“The Worst Thing That Anyone Has Ever Built On The Internet.”
It may be off by a couple of decades, but 1984 is moving to the nonfiction section. As always, the chocolate ration is going up, we’re still at war with Eurasia (or was it Eastasia?) and, no matter where you are, Big Brother is Watching You, and Alexa is listening in, too.
The novel was off about a few things. Orwell was paranoid enough to imagine the government spying through the TV, but even he wasn’t pessimistic enough to imagine that we’d spend thousands on the latest models, or that we’d be carrying our Telescreens around voluntarily—in our pockets.
Now, a French startup is trying to get Big Brother out of your living room. Snips, a French startup, has announced plans to bring la revolution cryptographique to the world of home devices. If successful, it could replace Alexa or Google Home with decentralized equivalents—no Thought Police involved.
“The Worst Thing On The Internet”
“Our goal is to destroy Alexa,” says Snips’ CEO Dr. Rand Hindi. “That product is the worst f*****g thing that anyone has ever built on the Internet.”
Hindi is typically cool and collected, except when discussing a certain device. “It’s a centralized product that sucks up all the data in your home. It’s a closed ecosystem, developers have NO say in what they can do on it,” he said in a telephone interview. “If you build an app and people use it, Amazon owns the data.”
Normally when you say something to your Google or Amazon-powered smart device, very little of the computation work occurs at home. Instead, voice records are forwarded to centralized, cloud-based database, along with data from thousands of other households.
This allows Google, Amazon, and others to easily fine-tune their algorithms—but it also puts your personal life under the microscope. Depending on what kinds of conversations you have at home, that might be more information than you’re willing to share. No one wants the government to know that they listen to Nickelback.
That’s where Snips comes in. After four years of providing enterprise-level solutions for Voice-Assistant developers, the French startup recently announced “Snips AIR,” its first foray into consumer products. The blockchain-based open source product includes a “private by design” Voice Assistant, which processes all of your requests at home—without disrupting your privacy.
“Our voice assistant runs 100% percent locally, on the device you’re talking to,” Hindi says. “The device itself does the processing of your voice, without any of the data being sent to the cloud for processing.”
Do We Really Need Another Token?
Snips isn’t just trying to produce a single device; it’s also wants to provide a toolkit for third-party voice assistants to be developed in their platform. Creating and incentivizing a developers’ marketplace is part of the reasoning behind the company’s upcoming tokensale.
We’ve learned to be skeptical when tech companies promise yet another blockchain marketplace, but Snips has put a lot of thought into it. In addition to incentivizing developers and makers to contribute to the marketplace, blockchain-based encryption allows progressive development without damaging users’ privacy.
“By combining federated learning, multiparty computation and blockchain,” Dr. Hindi says, “we can guarantee that as a developer you can keep improving the quality of your neural network, as people use it, without ever having people send you data.”

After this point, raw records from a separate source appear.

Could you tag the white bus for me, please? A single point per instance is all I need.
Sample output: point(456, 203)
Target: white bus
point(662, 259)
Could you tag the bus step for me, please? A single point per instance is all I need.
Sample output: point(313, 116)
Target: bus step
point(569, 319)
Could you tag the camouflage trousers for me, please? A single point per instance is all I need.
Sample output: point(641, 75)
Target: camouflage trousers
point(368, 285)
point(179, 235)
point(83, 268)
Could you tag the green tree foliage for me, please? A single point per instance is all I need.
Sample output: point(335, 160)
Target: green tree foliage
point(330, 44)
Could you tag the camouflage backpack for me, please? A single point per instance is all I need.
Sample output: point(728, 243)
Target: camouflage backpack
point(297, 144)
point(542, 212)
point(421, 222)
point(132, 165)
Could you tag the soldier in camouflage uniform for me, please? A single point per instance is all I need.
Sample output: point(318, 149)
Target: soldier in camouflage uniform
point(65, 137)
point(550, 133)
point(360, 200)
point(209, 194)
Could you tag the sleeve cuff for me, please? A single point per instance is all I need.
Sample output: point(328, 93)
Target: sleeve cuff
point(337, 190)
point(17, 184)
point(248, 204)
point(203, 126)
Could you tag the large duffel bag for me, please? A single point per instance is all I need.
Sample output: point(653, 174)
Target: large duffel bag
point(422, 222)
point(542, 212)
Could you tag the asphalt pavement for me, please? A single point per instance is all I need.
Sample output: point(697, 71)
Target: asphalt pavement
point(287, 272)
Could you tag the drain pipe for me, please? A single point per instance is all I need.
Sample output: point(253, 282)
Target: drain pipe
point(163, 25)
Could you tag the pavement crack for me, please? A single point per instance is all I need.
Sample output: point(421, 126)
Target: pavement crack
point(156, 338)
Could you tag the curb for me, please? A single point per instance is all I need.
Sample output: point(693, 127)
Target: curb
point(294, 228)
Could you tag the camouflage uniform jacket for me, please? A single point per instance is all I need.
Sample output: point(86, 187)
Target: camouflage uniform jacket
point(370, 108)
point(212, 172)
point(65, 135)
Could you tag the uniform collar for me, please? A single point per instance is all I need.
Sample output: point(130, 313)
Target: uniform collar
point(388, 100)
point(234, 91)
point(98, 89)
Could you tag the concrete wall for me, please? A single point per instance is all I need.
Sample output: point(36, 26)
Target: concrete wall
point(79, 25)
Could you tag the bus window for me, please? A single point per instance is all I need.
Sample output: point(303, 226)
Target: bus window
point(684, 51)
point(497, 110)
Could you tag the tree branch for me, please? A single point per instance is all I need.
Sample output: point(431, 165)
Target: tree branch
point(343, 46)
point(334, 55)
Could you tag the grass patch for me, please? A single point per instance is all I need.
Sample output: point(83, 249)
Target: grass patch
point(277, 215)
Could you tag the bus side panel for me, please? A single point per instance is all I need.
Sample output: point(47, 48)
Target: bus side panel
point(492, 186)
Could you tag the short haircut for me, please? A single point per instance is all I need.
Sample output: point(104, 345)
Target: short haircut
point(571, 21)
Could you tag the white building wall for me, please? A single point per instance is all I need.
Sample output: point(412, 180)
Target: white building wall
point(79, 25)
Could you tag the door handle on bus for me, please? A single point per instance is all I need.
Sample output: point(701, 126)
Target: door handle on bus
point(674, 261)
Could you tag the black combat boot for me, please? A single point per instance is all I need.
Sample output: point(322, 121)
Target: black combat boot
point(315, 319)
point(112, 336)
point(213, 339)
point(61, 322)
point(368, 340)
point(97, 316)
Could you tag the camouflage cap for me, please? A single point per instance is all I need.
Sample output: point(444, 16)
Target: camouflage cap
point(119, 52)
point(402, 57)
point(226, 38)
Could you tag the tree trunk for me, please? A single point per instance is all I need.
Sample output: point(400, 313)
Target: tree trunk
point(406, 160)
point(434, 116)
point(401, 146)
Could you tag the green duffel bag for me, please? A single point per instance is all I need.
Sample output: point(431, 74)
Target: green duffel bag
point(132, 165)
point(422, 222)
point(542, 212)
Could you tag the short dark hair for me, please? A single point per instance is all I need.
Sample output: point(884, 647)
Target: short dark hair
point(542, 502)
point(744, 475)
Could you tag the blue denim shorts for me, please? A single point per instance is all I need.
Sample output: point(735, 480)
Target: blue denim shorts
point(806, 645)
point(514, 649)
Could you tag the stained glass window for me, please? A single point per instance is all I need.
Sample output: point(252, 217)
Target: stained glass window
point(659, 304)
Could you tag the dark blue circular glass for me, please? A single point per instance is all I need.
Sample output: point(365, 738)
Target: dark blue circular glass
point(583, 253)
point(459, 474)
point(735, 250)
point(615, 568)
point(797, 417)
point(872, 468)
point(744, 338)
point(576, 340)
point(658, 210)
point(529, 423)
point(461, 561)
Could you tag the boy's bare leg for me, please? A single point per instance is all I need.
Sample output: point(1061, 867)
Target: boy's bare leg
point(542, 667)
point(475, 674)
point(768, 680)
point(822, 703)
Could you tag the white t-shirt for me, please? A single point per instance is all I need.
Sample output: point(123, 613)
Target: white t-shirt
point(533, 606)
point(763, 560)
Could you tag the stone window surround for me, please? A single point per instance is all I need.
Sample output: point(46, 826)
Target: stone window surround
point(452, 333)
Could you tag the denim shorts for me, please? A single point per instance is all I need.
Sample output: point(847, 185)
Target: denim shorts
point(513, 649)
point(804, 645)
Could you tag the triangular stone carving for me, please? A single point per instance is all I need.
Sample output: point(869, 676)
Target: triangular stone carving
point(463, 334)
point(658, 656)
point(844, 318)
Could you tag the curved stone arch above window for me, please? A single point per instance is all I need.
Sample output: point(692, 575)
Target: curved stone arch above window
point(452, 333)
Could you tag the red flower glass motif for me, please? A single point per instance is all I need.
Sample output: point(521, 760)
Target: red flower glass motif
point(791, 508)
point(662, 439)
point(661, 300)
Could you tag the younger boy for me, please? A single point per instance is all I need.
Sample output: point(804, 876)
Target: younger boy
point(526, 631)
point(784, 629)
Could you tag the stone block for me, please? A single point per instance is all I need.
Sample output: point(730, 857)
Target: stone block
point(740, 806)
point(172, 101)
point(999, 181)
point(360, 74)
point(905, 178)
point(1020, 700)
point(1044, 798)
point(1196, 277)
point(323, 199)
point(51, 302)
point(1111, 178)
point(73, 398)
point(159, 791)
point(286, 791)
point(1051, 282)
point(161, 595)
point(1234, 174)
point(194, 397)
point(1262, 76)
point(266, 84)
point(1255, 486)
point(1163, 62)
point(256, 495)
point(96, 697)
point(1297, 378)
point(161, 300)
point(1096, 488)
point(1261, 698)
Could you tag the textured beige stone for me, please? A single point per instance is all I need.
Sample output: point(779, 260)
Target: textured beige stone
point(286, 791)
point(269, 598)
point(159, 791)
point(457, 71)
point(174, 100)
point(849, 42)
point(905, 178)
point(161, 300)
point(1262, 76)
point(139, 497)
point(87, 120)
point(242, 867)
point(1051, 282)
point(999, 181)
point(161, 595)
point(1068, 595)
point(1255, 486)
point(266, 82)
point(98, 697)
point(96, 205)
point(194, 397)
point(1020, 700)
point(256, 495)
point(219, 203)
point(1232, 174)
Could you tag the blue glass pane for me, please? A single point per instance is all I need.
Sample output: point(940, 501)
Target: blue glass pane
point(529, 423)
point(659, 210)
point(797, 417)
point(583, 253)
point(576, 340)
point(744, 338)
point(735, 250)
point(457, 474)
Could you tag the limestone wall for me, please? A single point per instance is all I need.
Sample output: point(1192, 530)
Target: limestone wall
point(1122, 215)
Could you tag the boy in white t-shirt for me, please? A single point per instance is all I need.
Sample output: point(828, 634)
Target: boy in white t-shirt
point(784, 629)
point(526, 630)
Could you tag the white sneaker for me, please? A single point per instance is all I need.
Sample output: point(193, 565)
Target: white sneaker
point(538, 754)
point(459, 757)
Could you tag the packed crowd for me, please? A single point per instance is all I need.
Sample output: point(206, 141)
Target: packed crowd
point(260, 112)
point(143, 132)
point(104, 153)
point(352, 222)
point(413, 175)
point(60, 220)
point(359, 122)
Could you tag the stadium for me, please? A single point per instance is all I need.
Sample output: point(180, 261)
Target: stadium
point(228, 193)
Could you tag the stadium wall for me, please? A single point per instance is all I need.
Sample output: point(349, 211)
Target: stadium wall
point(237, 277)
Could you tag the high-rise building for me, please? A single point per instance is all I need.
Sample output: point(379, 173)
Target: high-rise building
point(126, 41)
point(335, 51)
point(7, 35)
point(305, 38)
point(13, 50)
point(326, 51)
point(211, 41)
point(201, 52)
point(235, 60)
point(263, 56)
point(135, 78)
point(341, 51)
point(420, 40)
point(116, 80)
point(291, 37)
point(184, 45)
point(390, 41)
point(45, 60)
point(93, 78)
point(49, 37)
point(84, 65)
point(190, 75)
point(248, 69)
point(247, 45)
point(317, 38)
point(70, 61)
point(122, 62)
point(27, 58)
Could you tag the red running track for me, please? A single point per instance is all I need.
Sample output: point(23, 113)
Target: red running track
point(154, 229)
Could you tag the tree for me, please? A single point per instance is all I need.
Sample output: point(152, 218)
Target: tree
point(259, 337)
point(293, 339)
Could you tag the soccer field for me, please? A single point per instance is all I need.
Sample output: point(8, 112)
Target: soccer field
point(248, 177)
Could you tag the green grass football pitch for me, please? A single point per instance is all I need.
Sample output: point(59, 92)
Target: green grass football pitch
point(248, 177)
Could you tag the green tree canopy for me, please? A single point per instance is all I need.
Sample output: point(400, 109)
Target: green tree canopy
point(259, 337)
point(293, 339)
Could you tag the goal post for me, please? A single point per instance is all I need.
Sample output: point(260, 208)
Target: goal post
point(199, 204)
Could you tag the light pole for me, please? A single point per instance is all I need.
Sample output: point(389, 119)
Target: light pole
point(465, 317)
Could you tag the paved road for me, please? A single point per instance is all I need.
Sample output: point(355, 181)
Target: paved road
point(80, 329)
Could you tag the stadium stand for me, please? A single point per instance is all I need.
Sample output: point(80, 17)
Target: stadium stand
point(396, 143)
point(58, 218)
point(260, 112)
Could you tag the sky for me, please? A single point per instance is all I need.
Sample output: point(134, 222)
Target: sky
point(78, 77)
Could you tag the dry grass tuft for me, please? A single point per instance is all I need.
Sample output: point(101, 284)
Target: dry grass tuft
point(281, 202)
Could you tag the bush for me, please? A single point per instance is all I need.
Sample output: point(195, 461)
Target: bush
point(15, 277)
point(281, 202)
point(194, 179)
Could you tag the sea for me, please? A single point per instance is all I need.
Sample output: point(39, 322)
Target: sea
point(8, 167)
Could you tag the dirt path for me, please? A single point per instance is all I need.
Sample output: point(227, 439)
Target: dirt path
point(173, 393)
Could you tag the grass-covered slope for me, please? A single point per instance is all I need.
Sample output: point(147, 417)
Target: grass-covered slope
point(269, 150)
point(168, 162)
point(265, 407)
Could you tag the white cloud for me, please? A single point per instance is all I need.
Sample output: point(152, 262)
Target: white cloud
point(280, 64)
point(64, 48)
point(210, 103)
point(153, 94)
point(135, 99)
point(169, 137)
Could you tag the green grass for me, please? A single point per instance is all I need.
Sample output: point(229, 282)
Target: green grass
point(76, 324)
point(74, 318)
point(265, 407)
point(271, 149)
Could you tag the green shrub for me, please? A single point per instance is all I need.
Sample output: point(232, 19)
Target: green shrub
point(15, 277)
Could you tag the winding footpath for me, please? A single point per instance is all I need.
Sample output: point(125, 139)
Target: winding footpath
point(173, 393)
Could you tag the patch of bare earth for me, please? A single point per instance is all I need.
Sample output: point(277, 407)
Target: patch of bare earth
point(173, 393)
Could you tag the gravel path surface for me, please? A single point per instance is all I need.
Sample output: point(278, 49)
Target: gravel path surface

And, unlike most speculative crowdsales, Snips has already done most of the work.
“Unlike most ICO’s, we’ve already built most of it,” Hindi says.
Over the past four years the company says it has already served 14,000 developers, creating 28,000 Voice Assistants—making it the largest community of VA developers outside of Amazon and Google. They’ve already received E22 million in capital and grants, about half of which came from the French Government.
The biggest hurdles remaining are to create blockchain and token economy—with enough developers to keep it going—and the manufacture of required physical devices. “The goal is to have in retail stores in Christmas 2019 a Snips physical hardware device that you could give to your mom.”
That might be a bit optimistic, and when it comes to roadmaps, 2+2 years usually add up to five. However, if Snips does pull it off, 2019 could be doubleplus ungood for Amazon–and Big Brother.
The author is not invested in Snips, but does hold other cryptocurrencies.